CRASH is a rare beast among magazines — everything short of the printing is done by a small team based in Ludlow, Shropshire. Here’s a short tour of the process, from writing to the final details of design.
To 300,000 readers, CRASH’s public face is its writers — and none is more written-to than Playing Tips Editor Nick Roberts. Spending hours at the Towers after school every day, Nick tests all the tips and POKEs that arrive (well, nearly all...) and files them for future use.
Choosing each month’s maps is a task too — there’s never enough space, and that’s the perennial complaint of writers and editors (except when the deadline is really close and they start complaining there’s too much space to fill).
Meanwhile, other writers at the Ludlow headquarters are working on reviews and features, while out-of-house columnists like Philippa Irving and Simon N Goodwin slave away over hot Spectrums in their own corners of the country, phoning in occasionally to discuss what they’re writing.
And as the games come in for review, photographers Cameron Pound and Michael Parkinson hurry to get the screenshots taken — always shooting as many as possible in case the game’s an unexpected Smash!
The writers may be the magazine’s public face, but between the writers and the printed words there’s a series of editors. Usually a finished article goes first to Subeditor David Peters, who corrects any mistakes, double-checks with the writer if something doesn’t make sense, and often has to cut the piece to fit the allocated space.
Then the polished product comes to Managing Editor Barnaby Page (pictured), for a final read-through before it goes on an Amstrad disk and down the road to Tortoise Shell Press, a local printing company which typesets all of CRASH, ZZAP! 64 and THE GAMES MACHINE.
Besides choosing pictures, writing sarcastic captions and hurrying everyone else, Barnaby also puts typesetting codes in the article so it comes out in the correct size and typeface — blame him for the occasional mi stakes Like Ωthis.
Copy (the journalist’s and ad man’s jargon for written material) comes back from the typesetter on bromide paper in long strips of text. It’s photocopied so the editors can check for any mistakes — you always miss something on the screen, somehow — and sent up to the Art Department where designers Markie Kendrick (pictured) and Wayne Alien make it look like a magazine. They stick the strips of text down on boards the size and shape of a CRASH page, saving spaces for pictures, blowing up (enlarging) or reducing (shrinking) headlines on a process camera, and remembering all the fiddly bits like keylines (the lines that separate parts of the page) and page numbers.
Black-and-white pictures are made into photomechanical tints (PMTs) on the process camera — because mono photos are made up of every shade from black to white, but a printing press can only handle solid black and solid white. A PMT is made up entirely of minuscule black dots and white dots, so it can be used for printing, but it simulates shading by subtly increasing the concentration of black dots as an area grows darker. (If you look at any of the pictures on this page through a powerful magnifying glass you’ll see exactly how it works.) When all that’s done the patches arrive — single lines or paragraphs of text typeset again with mistakes corrected. They have to be stuck down in the right place, and sometimes it’s a race against time to get the corrections in.

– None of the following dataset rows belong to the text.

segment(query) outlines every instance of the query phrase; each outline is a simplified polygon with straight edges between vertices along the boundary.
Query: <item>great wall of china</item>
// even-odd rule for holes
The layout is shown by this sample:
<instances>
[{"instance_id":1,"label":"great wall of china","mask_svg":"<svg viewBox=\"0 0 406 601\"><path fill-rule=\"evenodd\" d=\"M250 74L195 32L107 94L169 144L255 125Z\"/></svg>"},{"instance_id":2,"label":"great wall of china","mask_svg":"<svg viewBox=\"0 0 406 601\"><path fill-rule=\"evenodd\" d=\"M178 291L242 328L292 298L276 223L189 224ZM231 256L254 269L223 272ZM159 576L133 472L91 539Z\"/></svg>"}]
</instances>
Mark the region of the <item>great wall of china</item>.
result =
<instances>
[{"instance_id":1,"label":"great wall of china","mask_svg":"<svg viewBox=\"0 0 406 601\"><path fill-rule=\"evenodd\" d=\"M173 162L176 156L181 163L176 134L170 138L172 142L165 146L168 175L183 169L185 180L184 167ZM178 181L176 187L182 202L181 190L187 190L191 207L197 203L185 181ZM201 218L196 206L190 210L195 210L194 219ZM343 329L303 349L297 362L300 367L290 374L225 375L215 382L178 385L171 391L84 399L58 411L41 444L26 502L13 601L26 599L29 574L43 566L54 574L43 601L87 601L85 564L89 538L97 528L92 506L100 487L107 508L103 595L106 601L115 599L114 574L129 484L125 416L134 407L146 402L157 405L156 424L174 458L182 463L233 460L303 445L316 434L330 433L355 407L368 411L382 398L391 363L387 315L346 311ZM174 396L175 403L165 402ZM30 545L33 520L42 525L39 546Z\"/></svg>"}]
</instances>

Finally, the page is ready for colour mark-up... and by now someone in film-planning is probably breathing down the Art Department’s neck.
The film-planners add colour to pages. Every bit of coloured text or background (photos are a different story) is a combination of magenta (a purplish red), cyan (green-blue) and yellow in different strengths. Those three form a set of primary colours, so any colour can be created by mixing them in different strengths.
The Art Department’s designers mark each page with the mixture of colours required — for instance, the Forum page on the back of this was marked ‘50% yellow, 30% magenta’. (It’s just a colour cocktail, really.)
Then the film-planners prepare a film for each of the three colours, by masking out the bits that aren’t that colour and shooting it on a special camera. Another piece of film is shot for the ordinary black text and keylines. And all that’s done for every page.
But the millions of shades on colour photos are far too complex to do by hand, so they’re sent to Scan Studios in north London where a laser-scanning machine does the same job, producing those four films (called separations) for each picture. The separations come back to Ludlow where they’re slotted into the page’s film.
When every page has been shot to film, the issue ‘goes to bed’ — work’s finished for the Ludlow team (except the Production Controller, standing by to deal with any last-minute printing problems — and the accountants waiting for the money to flood in!) We send those films to Carlisle WebOffset, they run off 130,000 copies and... Here it is.